Whatever the reason for grownup emotions, Abraham said it’s generally not a good idea for parents to let their children see them being ruled by big feelings on shot days. Children in these settings are constantly looking to mom and dad for verbal and psycho-emotional cues.
“Children mirror their parents’ affect and emotions,” she said. “Even babies pick up on it when their mom or dad is upset.”
Follow the professionals.
It’s important to remember that the nurses and medical professionals who administer shots and vaccines are giving dozens if not hundreds of shots a day. They know what they’re doing. The best thing is for parents to let them do their jobs.
“It’s always tough when a parent hesitates to share why their child is here, or requests, ‘Don’t tell my child there’s a needle involved,’” Reichert says.
Abraham typically tries to work in concert with parents to get a sense of how a child is feeling about the vaccine, and whether the child has any special needs she should know about.
Give kids some control.
Once children arrive for a shot or vaccine, nurses and medical professionals likely will ask them questions about their preferences.

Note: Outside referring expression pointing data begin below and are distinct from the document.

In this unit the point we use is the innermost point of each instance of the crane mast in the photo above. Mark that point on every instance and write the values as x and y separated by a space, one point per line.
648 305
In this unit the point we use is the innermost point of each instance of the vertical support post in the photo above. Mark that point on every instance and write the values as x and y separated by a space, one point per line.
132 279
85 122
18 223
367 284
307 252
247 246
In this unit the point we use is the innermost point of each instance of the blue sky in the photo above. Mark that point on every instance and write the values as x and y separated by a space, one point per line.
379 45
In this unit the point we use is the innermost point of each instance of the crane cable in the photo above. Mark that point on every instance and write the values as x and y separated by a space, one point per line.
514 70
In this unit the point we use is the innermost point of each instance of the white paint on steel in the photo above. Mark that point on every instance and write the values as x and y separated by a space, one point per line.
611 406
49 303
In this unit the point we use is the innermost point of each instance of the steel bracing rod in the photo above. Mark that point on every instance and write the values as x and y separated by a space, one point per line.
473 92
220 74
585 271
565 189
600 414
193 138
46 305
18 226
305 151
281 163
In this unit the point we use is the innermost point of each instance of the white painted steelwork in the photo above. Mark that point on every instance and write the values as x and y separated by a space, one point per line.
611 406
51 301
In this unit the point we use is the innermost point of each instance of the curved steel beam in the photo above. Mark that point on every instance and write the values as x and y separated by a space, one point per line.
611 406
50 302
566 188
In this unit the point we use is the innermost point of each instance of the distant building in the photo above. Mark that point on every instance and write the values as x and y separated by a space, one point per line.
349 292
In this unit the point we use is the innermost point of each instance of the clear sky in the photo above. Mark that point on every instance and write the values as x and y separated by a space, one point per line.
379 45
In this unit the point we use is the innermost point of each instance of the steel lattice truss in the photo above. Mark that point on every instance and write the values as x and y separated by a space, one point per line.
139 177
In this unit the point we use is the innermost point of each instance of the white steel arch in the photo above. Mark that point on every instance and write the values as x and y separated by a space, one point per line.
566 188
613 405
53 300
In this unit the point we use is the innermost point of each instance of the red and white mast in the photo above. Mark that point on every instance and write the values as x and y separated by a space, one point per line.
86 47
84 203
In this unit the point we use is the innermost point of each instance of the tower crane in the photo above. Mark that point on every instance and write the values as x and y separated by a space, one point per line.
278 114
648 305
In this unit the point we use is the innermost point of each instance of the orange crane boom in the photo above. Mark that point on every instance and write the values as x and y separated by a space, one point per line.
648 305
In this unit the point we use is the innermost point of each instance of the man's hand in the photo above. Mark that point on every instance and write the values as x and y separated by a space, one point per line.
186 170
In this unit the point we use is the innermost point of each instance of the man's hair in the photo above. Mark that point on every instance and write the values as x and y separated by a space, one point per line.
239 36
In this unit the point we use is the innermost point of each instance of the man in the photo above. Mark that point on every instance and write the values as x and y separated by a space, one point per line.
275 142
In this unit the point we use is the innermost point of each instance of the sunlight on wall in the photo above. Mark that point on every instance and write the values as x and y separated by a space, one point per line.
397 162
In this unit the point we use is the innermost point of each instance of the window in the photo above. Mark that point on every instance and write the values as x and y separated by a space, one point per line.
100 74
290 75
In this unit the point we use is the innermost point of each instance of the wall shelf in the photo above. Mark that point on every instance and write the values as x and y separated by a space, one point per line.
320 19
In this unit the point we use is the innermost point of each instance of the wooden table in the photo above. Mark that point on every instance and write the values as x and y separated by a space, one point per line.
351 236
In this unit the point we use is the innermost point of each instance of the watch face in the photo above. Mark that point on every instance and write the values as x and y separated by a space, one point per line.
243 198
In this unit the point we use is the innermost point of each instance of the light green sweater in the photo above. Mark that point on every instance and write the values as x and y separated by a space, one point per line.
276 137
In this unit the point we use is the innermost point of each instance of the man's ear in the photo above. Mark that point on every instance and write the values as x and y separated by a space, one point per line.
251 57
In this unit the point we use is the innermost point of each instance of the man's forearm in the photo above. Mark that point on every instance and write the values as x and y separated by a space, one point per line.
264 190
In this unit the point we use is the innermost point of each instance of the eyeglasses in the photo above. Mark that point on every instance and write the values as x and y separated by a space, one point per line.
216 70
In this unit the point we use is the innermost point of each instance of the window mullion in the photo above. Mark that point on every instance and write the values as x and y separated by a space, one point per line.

Reichert says she tries to approach every interaction from a place of curiosity first. “I’ll ask the kids questions like, ‘Why are you here?’ and ‘Why do you think you need this medicine?’ That helps me assess their understanding and anxiety about what’s going to happen and how well their parents have prepared them.”
Abraham offers other questions to help kids feel in control of the experience, such as:
- Does the child want to look or not?
- Which arm?
- Will the child sit independently or on someone’s lap?
- Does the child prefer to watch the procedure or focus on a distraction?
- Do they want the nurse to give a countdown?
While these might seem like mundane questions, the answers can be critically important to how kids cope with the experience.
“Kids want control over situations where they don’t feel comfortable, and asking these questions can provide it,” Abraham says. “They don’t have a choice about the shot, but giving them the power to decide how they sit or whether we count or whether they watch [the procedure] can help them get through it.”
Welcome pain coping tools.
In some cases, the easiest way for medical professionals to help anxious children get through a shot or vaccination is to provide various options for pain relief. CHLA nurses and professionals use a few different tools to achieve this objective.
Generally, these tools are designed to trick the nervous system into focusing on one spot on the arm or leg while the nurse or medical professional administers the shot nearby. One of the tools, a device called Buzzy, vibrates and looks like a bee. Another amounts to numbing spray that chills the injection site temporarily.
“If we use our available tools that we have to help with non-pharmacological pain mitigation, I think kids will cope more effectively,” says Reichert. “If they’re being forced to do something and being held down, it will be harder.”
Share stories.
Most grownups have gotten shots or vaccines at some point in their lives, and this information may be helpful to pass along to children at opportune moments.
Abraham says that in the case of COVID-19, having grownups share personal stories about their own experiences with this vaccine might help assuage fears that their children might be experiencing in the moment.
“Something unique about the COVID vaccine is that adults and kids alike are getting it now,” she said. “If a child is fearful and a parent or I say, ‘We got this shot, too,’ it changes the conversation. Suddenly the child might feel more at ease and ask, ‘What did you do to help get through it?’ That can make a huge difference for everybody involved.”